Open mstrimas opened 5 years ago
It would be great to get Matt Watts' sense of this here, because he is obviously the one, who would know the most about this. The issues with Marxan parameters was actually the reason for me to create my first Shiny app, which was a Marxan parameter calibration app (SPF, # iteration, # repeats, BLM). For the CDF case study, I would recommend we calibrate SPF and # iterations once, for the most complex problem and then keep constant.
re: side note. I completely agree and I would even argue a huge source of potential 'error', because of the subjectivity of many of these parameters, when it comes to more complex problems. I struggled with that a lot when I first started using Marxan, which is part of the reason why I'm really happy about ILP.
Yeah, IIRC they varied the SPFs, number of iterations, and number of replicates in Hawthorne's paper. If the overall goal is compare "best possible Marxan" to ILP, then maybe we could vary the SPFs, and set the number of iterations + replicates really high for all runs (e.g. 1e+8 and 1e+3 respectively)? My impression is that most Marxan users just use the default annealing parameters.
ILP has a single parameter defining how it's run (gap to optimality), while Marxan has many: number of iterations, number of repeats, number of temperature decreases, and SPF. When exploring different scenarios (e.g. different sets or number of features, differing number of planning units), ideally we'd like to vary only one thing, but the ideal set of parameters may vary between scenario (e.g. lower number of iterations for fewer planning units) making these parameters potentially confounding.
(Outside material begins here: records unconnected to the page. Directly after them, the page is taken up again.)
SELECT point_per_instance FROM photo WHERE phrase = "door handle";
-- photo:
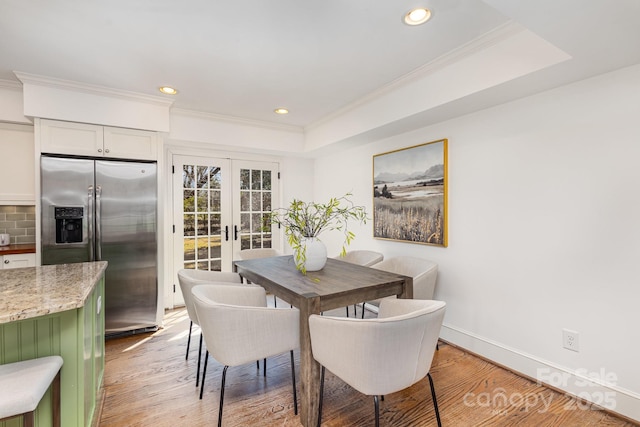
(90, 223)
(98, 226)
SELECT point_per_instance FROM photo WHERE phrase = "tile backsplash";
(19, 222)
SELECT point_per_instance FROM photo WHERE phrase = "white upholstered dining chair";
(188, 279)
(423, 271)
(239, 328)
(380, 356)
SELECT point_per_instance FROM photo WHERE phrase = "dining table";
(338, 284)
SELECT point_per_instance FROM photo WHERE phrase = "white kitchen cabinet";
(17, 173)
(83, 139)
(17, 261)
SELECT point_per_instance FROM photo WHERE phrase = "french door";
(220, 207)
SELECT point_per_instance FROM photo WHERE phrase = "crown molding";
(488, 39)
(236, 120)
(68, 85)
(10, 84)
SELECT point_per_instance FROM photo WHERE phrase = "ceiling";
(243, 59)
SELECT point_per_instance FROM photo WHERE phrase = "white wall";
(543, 231)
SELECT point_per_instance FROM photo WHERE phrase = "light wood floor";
(148, 382)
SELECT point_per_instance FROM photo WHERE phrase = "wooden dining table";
(338, 284)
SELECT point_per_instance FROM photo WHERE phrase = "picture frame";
(410, 194)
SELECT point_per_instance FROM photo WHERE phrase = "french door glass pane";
(255, 207)
(201, 204)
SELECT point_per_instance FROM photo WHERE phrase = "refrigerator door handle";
(90, 223)
(98, 223)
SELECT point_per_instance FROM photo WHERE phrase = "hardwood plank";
(149, 383)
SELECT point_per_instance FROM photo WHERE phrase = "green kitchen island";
(57, 309)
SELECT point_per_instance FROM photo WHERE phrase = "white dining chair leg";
(199, 359)
(377, 406)
(321, 396)
(435, 401)
(186, 357)
(224, 377)
(204, 372)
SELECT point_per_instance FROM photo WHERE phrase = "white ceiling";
(245, 58)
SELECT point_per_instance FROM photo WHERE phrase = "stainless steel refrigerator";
(96, 210)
In what I've posted thus far, I've kept all parameters the same across all scenarios (SPF = 10, # iterations = 10^8, # temp decreases = 0.2 * # iterations, # repeats = 10) to avoid this confounding effect. But we may want to explore some standardized approach to calibration for each scenario.
As a side note, I think this calibration step is a huge source of confusion for new Marxan users, and avoiding that is a massive benefit of using
prioritizr
that should be discussed in the paper.